Targeted therapy factsheet


Targeted therapy is a type of cancer treatment. It uses special medications that target a specific part of the cancer cells to stop them from growing and spreading. 

Cancer cells have changed or mutated as they grow and split into new cells. Genes are the instructions for how your body grows and works. They are found inside cells and are copied every time a cell splits and grows.

When a cell changes or mutates, the genes inside will also change or mutate. Changes in genes can build up over time and cause tumours and cancer to grow. 

There are many different types of cancer and many different things that cause them. Some cancers will have a specific feature on their surface or inside their cells. 

The medicine used in targeted therapy is specially made to target specific features in the cancer cells.

Targeted therapy can be used alone or with other treatments like:

Targeted therapy generally has fewer side effects, but it will only work on certain types of cancers that have specific features in their cells.

Preparing for treatment

Using targeted therapy will depend on:

  • the specific cancer being treated
  • the types of symptoms
  • your child's general health outside of the cancer.

Your child will have tests to figure out: 

  • what type of cancer they have 
  • whether targeted therapy can be used
  • the best-targeted therapy medicine to use. 

Tests can include:

  • blood tests
  • biopsy – where a sample of the tumour is taken and tested.

During treatment

Targeted therapy is different for every child.

Targeted therapy medicine can be given:  

  • as tablets or capsules that are swallowed
  • through an intravenous (IV) cannula – a small plastic tube inserted into a vein in the arm
  • through a central venous catheter (CVC) or port – a longer plastic tube inserted into a vein under the arm or in the chest, ending near the heart
  • as an injection under the skin.

It is common for children to react to their first dose of targeted therapy medicine, so the first dose is given slowly.

Your child’s treatment team will check how your child is doing during treatment. They can give your child other types of medicine to help prevent side effects like nausea and vomiting.

Let your child’s doctor know if you have any questions about treatment. They will let you know if there are any special instructions after each dose.

Length of treatment

How long your child continues targeted therapy depends on: 

  • the aim of the treatment
  • how the cancer responds to treatment 
  • any side effects your child has.

Medications can be given:

  • in cycles with rest periods in between
  • every day without breaks for a certain period
  • every day for several months or years.


Side effects from targeted therapy are generally milder than those from other treatments.

They will usually go away after treatment has finished.

Common side effects include:

  • eye problems  
  • loss of hair and hair colour  
  • changes to skin and nail texture
  • feeling very tired 
  • mouth sores
  • high blood pressure 
  • problems with blood clotting or wound healing 

Your child’s treatment team can help manage some side effects with medication, fluids, and rest.

After treatment

Children with cancer will have regular checkups with their doctors after treatment is finished.

This is to monitor:

  • how your child is recovering from treatment
  • whether the chemotherapy worked
  • whether any further treatment is needed.

If targeted therapy is working, the cancer should start to shrink or go away completely.

In some cases, the cancer will be stable. This means it does not grow but also does not shrink or disappear.

Children with stable cancer can often live for many years and have a good quality of life.

After the first few years, follow-up appointments will change to monitoring:

  • growth
  • development 
  • long-term or late side effects from treatment. 


Limitations of targeted therapy

Targeted therapy may not be the best treatment for every person with cancer. 
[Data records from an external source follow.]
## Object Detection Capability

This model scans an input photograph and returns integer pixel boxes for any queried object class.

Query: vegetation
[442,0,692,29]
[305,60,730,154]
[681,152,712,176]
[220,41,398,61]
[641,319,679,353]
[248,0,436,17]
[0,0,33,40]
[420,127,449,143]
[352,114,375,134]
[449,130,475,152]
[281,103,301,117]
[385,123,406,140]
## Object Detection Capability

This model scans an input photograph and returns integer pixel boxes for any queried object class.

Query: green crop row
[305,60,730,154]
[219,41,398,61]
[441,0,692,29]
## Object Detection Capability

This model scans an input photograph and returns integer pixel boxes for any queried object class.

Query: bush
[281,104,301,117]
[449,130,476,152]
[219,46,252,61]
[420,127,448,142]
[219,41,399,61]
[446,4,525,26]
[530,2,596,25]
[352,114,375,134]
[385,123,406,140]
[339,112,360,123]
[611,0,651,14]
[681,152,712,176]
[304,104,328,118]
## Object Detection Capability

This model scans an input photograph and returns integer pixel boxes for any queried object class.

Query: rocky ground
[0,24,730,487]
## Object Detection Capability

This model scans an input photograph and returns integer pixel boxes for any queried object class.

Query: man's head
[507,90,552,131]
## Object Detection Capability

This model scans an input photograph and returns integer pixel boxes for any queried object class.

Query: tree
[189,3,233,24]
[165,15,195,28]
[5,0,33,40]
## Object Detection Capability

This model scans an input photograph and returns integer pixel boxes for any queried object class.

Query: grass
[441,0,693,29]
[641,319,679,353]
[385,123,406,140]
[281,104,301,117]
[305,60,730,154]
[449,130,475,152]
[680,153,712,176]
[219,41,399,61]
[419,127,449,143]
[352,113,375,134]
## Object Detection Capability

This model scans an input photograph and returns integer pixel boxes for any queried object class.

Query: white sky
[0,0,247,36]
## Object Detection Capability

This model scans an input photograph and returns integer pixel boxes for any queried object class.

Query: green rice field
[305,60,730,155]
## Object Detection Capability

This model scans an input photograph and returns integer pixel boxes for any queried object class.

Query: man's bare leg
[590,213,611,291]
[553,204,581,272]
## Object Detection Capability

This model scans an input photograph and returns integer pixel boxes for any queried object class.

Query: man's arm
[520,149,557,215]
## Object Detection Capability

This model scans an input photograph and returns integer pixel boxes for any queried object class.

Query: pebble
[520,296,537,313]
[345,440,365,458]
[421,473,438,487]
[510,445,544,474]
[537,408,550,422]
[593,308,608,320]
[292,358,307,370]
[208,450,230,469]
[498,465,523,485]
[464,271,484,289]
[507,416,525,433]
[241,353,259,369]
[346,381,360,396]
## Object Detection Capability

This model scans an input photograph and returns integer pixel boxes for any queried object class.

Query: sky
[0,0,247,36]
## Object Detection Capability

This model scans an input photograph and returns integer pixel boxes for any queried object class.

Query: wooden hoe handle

It is important to know that: 

  • targeted therapy will not work if your child’s cancer does not have the specific features the medicine targets 
  • sometimes, the cancer does not respond to the medicine, even if it has specific features
  • the response to the treatment may not last forever.  

When to see your doctor

Your child's treatment team will give you contact information for any questions or concerns about your child's health while at home during treatment. 

If your child has any of the following symptoms during treatment, call Triple Zero (000) for an ambulance or go to the emergency department:

  • difficulty breathing 
  • convulsions or seizures
  • signs of infection
  • fever
  • looking extremely unwell. 

Support for families

A cancer diagnosis can leave families and children feeling overwhelmed, scared, anxious, and upset. Practical and emotional support during and after treatment is essential and can come from: 

  • family
  • friends
  • healthcare professionals
  • specialised support services.

Speak to your child’s treatment team for information about support services.

Last updated Monday 25th March 2024


This factsheet is provided for general information only. It does not constitute health advice and should not be used to diagnose or treat any health condition.

Please consult with your doctor or other health professional to make sure this information is right for you and/or your child.

The Sydney Children’s Hospitals Network does not accept responsibility for inaccuracies or omissions, the interpretation of the information, or for success or appropriateness of any treatment described in the factsheet.